The heavy rains that occur during severe storms and hurricanes can wreak havoc on your home, and there’s another major threat that extreme weather can bring: flooding. According to National Geographic, “floods are among Earth’s most common — and most destructive — natural hazards.” Even just a few inches of water can create dangerous and even deadly conditions.
While it’s important to stay away from areas at high risk for flooding, flooding can occur anywhere rain falls. If you suddenly find yourself in a flash-flood condition, there are some smart hurricane safety tips to follow to stay safe.
Encountering rising waters while you’re driving is scary, to say the least. Being prepared is crucial to staying safe in this life-or-death scenario. A good way to do this is to keep escape tools in your car in case you have to break a window to get out of your vehicle.

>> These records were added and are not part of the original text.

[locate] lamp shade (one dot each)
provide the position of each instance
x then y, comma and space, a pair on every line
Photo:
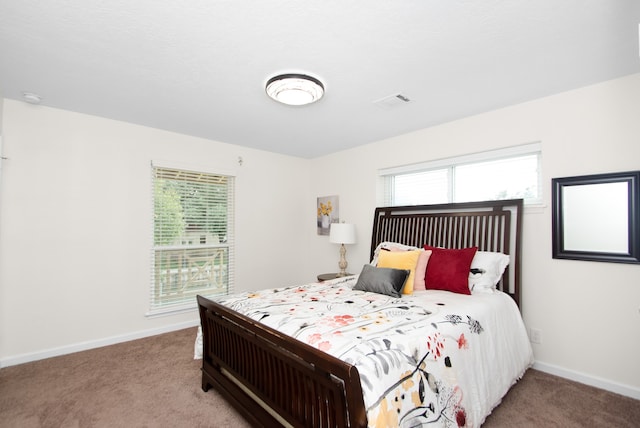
342, 233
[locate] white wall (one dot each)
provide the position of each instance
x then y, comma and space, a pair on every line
588, 312
79, 187
75, 226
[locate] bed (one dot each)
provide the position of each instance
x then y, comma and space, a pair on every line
322, 355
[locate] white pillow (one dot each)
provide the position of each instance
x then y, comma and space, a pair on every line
491, 266
388, 245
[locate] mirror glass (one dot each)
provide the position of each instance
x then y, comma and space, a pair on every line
600, 226
597, 217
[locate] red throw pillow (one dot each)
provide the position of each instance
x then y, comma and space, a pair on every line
448, 269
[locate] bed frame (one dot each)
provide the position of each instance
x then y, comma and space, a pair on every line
274, 380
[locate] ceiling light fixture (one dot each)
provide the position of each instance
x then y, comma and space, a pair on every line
295, 89
31, 98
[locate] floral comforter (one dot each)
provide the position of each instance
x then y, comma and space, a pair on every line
434, 358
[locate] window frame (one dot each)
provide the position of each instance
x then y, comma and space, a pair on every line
387, 175
157, 308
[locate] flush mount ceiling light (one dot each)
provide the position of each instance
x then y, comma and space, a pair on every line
295, 89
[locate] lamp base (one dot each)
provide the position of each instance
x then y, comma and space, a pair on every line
342, 264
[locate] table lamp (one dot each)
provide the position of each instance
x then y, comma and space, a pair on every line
342, 233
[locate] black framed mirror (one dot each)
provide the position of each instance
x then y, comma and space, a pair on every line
597, 217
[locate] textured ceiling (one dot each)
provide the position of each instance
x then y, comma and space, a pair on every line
199, 67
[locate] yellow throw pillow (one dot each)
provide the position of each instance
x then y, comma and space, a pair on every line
401, 260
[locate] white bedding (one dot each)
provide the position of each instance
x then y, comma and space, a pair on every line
434, 358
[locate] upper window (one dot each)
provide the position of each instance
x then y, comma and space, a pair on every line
192, 237
498, 174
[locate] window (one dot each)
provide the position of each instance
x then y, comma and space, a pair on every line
192, 237
499, 174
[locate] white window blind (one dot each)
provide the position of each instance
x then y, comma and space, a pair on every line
193, 242
509, 173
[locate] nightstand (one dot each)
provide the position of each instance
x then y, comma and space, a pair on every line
328, 276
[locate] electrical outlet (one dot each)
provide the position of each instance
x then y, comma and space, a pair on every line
535, 336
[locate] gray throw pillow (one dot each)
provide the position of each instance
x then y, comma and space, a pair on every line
382, 280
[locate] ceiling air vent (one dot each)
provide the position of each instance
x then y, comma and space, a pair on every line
391, 101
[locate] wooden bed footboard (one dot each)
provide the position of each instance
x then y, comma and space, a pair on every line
274, 380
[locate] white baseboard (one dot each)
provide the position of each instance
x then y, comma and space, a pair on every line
608, 385
83, 346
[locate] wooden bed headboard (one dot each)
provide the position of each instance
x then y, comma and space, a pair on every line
488, 225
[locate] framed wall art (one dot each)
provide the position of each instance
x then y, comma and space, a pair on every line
328, 212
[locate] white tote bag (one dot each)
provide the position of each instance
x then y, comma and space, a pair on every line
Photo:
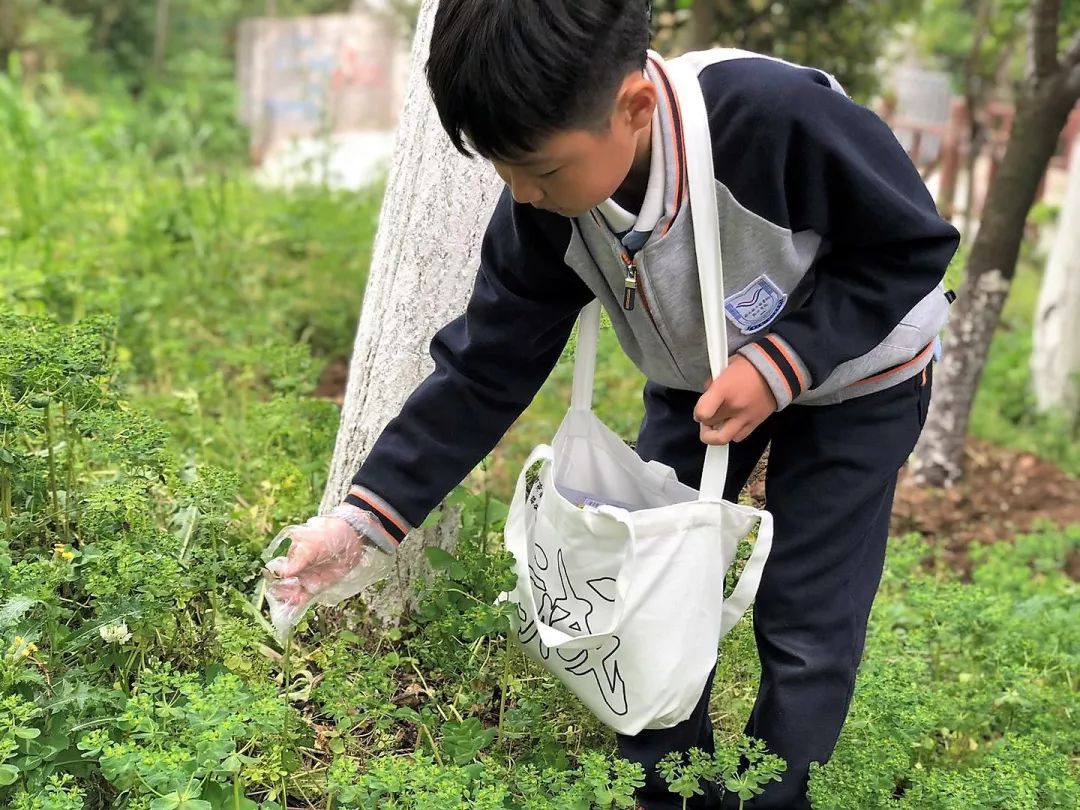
621, 567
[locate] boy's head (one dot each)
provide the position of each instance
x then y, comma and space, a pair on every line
552, 92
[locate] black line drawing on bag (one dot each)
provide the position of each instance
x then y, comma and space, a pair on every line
527, 631
612, 688
567, 605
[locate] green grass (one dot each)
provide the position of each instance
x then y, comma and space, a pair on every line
165, 327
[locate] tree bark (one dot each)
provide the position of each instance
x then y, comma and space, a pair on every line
701, 29
427, 247
160, 37
1055, 355
1041, 113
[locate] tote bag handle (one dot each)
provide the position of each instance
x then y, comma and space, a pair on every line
706, 242
705, 218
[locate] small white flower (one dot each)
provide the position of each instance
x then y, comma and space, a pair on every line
115, 633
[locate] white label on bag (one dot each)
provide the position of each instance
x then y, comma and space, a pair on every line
755, 306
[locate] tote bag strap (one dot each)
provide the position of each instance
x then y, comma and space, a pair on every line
705, 217
517, 540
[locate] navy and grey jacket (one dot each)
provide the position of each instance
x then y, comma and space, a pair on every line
834, 256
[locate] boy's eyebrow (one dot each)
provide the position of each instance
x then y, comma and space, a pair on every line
536, 160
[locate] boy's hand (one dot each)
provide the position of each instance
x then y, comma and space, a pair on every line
734, 403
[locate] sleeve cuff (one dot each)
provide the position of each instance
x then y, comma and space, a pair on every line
393, 525
781, 366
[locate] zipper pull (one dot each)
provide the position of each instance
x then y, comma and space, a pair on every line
630, 287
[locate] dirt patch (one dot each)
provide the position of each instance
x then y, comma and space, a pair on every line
1003, 494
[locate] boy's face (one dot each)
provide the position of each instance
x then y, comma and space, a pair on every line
577, 170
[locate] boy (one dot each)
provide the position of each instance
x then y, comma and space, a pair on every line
834, 256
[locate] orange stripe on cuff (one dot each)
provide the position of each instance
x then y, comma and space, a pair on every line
791, 361
381, 507
896, 369
780, 373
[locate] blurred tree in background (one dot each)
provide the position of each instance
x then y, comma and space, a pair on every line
838, 36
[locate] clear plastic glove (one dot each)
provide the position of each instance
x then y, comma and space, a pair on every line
329, 559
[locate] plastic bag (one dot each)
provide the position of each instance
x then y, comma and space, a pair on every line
326, 563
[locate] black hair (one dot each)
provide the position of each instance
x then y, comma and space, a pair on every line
505, 75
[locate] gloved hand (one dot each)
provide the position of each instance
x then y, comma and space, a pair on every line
332, 557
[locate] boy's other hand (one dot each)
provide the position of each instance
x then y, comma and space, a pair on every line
734, 403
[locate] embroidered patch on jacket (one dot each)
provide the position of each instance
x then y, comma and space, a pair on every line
755, 306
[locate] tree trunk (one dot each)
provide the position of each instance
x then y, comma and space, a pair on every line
435, 208
1055, 356
1040, 117
700, 32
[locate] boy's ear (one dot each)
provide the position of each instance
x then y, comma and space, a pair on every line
636, 100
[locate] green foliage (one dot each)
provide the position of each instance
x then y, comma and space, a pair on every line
966, 685
983, 39
165, 324
1004, 410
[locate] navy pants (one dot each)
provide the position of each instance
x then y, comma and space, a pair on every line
829, 485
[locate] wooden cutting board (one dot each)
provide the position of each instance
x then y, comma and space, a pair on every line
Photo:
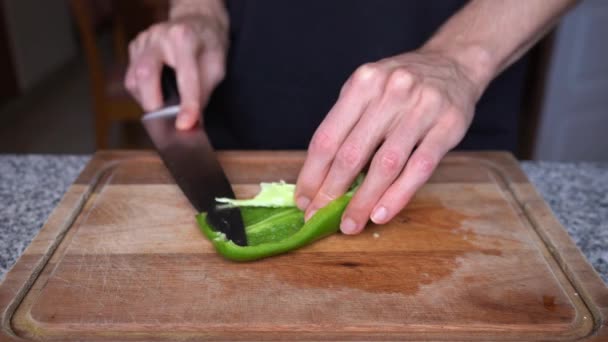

Be sure to store these tools so that they’re accessible to the driver’s seat by placing them in the glove compartment, middle console, or side-door compartments.
A recent AAA report cited by USA Today found that hammers and spring-loaded tools were ineffective at breaking laminated glass — often used for windshields and sometimes for side windows to avoid creating large pieces of glass — but many were successful at shattering tempered glass, which is usually used for rear windows.
It’s important to know which windows can provide an escape route before you’re caught in a flood. You should have a plan that helps you exit quickly.
Other things to remember in a flood — no matter where you are
Even if you’re not in your vehicle when a flood strikes, you can still be in danger. No matter where you find yourself, it’s always important to try to get away from oncoming waters and follow these hurricane safety tips:
- ● Always evacuate when you’re told to.
● Never try to walk, swim, or drive to get through flood waters. Even seemingly shallow levels can sweep you away.
● Move to higher ground if possible — if you’re in your house or a building, move to a higher floor.
● Stay where you are and make yourself as safe as possible. Conditions can change in an instant, and debris can block roads, so travelling to get away from a flood usually isn’t a good option.
● Be extra cautious at night, when less visibility can obscure flood waters.
The most important hurricane safety tip: always be prepared
Planning for the best outcome even if the worst situation occurs is important. Knowing your flood risk is a big part of that. You can find out if you’re in an area prone to floods using FEMA’s Flood Map Service Center, which allows you to input your address to assess the hazards and prepare accordingly.
The National Weather Service (NWS) also advises that when you’re away from home during a heavy storm, you should always be sure to check the warnings in your neighborhood before trying to return. Heed all street closures and never try to get around barricades.
After the flood, there can still be danger. NWS instructs individuals to:
- Stay tuned to local news for updates on weather and road conditions.
- Be sure that your water is safe to use — you may have to boil water for a time after a flood.
- Wait to hear the all clear from authorities before entering disaster areas. There could be electrical lines down, buildings may not be secure, and even tree branches and other debris could pose an imminent threat.